首都圏新都市鉄道では2009年11月20日、守谷総合基地内において異常時総合訓練を実施した。これは重大事故発生時における連絡体制や救護、誘導、復旧の要領の確認と習熟を目的としている。昨年に続き実施された今回は一般見学者を募って行われた。
本年は「4035列車(秋葉原12:45発
区間快速つくば行)が守谷~みらい平間自動運転(ATO)走行中に障害物を視認、直ちに手動にて非常制動を掛けたが間に合わず脱線、線路および電車線を損傷」という想定にて訓練が行われた。訓練自体は想定の4035列車守谷出発時刻の13:20より開始、約2時間かけて運転再開までの手順を行った。なお線路復旧・架線復旧・車両復旧は本来この順番で行われるが、訓練では時間の都合上同時進行にて実施された。
左から車両復旧に使用された70F、障害物撤去訓練に使用されたモーターカー、避難誘導訓練に使用された69F。(訓練終了後に撮影)
想定では一本の列車が事故発生となっているが都合上2編成を使用し、70Fが当該列車つくば方相当、69Fが秋葉原方相当として進行した。
車両復旧に使用された70F2170号車(1号車)のつくば方台車。既に手前側に脱線させ木台の上へ静置されていた。
70F2270号車(2号車)のつくば方台車にはジャッキが取り付けられていたが車両復旧訓練前に取り外されていた。
4035列車担当乗務員は前述の想定の下、列車を緊急停車させ(気笛吹鳴で代用)防護無線を発報する(総合指令が付近の列車全てが停車したのを確認し防護無線を解除)。担当乗務員は緊急停止した旨を車内アナウンス、軌道上に降車し事故現場を確認する。TXでは全ての列車でワンマン運転を行っており、乗務員不在時の車内アナウンスは総合指令所が遠隔で行う。

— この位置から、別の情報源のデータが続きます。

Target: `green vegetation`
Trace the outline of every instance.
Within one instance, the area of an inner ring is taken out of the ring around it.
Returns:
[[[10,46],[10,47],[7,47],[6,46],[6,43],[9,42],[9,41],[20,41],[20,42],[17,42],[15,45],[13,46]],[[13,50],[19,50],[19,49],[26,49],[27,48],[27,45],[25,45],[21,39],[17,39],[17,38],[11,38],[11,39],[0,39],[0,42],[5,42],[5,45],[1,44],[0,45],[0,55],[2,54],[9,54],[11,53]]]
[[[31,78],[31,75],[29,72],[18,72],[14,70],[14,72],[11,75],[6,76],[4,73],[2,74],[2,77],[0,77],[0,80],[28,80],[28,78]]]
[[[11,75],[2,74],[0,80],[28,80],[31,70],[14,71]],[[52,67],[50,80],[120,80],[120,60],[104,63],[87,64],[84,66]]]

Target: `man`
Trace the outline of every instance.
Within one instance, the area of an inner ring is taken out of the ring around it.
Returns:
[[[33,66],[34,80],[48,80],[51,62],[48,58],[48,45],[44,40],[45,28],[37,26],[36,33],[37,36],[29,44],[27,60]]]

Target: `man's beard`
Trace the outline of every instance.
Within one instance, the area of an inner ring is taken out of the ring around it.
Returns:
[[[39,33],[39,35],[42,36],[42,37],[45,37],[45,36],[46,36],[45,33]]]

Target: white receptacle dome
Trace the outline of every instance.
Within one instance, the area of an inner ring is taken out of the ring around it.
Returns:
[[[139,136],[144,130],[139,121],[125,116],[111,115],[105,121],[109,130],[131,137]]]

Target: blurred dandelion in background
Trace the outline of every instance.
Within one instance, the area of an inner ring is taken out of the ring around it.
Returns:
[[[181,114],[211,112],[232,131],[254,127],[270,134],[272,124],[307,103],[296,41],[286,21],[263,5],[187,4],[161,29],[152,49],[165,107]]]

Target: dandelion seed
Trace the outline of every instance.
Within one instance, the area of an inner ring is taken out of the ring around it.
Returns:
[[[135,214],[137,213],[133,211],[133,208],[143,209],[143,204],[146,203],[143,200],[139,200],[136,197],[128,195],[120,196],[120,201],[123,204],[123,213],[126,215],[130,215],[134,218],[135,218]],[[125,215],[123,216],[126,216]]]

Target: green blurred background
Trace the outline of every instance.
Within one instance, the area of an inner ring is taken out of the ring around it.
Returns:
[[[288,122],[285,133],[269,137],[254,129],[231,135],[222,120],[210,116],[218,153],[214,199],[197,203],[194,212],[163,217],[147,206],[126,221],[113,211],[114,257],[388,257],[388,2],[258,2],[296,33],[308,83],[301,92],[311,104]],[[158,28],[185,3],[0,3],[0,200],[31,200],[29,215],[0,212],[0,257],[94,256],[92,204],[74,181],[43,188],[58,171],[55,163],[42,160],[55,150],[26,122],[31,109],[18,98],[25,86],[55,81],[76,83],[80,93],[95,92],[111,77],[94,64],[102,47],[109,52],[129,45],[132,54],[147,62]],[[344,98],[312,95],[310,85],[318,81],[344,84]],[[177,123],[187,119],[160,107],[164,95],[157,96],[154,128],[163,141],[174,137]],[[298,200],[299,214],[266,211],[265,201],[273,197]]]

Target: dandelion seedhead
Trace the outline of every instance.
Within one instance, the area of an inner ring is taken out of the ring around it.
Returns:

担当乗務員は現場状況を総合指令指示により駆けつけたみらい平駅員へ報告。(右側の蛍光帯たすき掛けしているのが担当乗務員)
担当乗務員は駅員と共に6号車非常扉の階段を組み立て、負傷していない乗客は乗り合わせたTX社員に先導され最寄のみらい平駅へ徒歩で避難。
救急隊が到着し、脱線していない2号車より重傷者、中傷者の搬出を行う。今回の訓練は沿線の常総広域消防本部、つくば市消防本部、取手協同病院DMAT、取手医師会病院DMAT、取手警察署、常総警察署も参加して行われた。
ちなみにDMATとは、災害派遣医療チーム(Disaster
Medical Asistance Team)のこと。鉄道事故などの災害時に迅速に駆けつけ、救急医療の専門的な指導を受けた医療チームである。
見学者テントの後ろにはモニターが設置されていた。これは本番では対策本部に設置され、離れた場所からのモニタリングや現場への指示に用いられる。画面横の黒い箱からNTTDoCoMoのFOMA回線を介し通信する。現場側の設備としては小型カメラ(後出)と小型通信機のみで機動性が高いとのこと。
施設・電気・車両の各復旧班が現場に到着、現場の被害状況を確認。
守谷よりモーターカーを手配しクレーンにて支障物(今回はH鋼2本)の撤去作業を行った。
支障物を荷台に固定し搬出。
スカートとつくば方台車の間では板を渡しジャッキ用レールの設置準備、車内では台車固定の準備中。
台車の固定(右)は終え、車体を上昇させるためのジャッキ設置中。
4つのレバーによりジャッキを操る。右に伸びているホースがそれぞれのジャッキと繋がっている。
ジャッキの準備が整い待機中。
車輪が線路を跨げる高さまで上昇させた。(右端のカメラが先述のモニターへ転送されていた。)
鉛直方向へ上昇後は水平方向を調整する。
一度の調整で車輪は無事本来のレール上へ復旧。
車両脱線復旧訓練の横(1番線)では電車線断線復旧訓練が同時進行で行われた。なお今回は車庫線で行っている関係上、実際に断線させるわけにはいかず模擬断線の状態(一番手前の架線から垂れている線がそれ)で行われた。
復旧作業が完了し総合指令へ報告・送電再開要請を行う。慎重な点検の後、担当乗務員は復旧班より報告を受け事故車の回送に向け車両点検を行い、みらい平まで最徐行で運転を再開(気笛吹鳴で代用)。
守谷総合基地への直通列車は8871列車14F、守谷12:40発~総合基地12:48着。
守谷駅へのお帰り列車は8874列車14F、総合基地15:49発~守谷15:57着。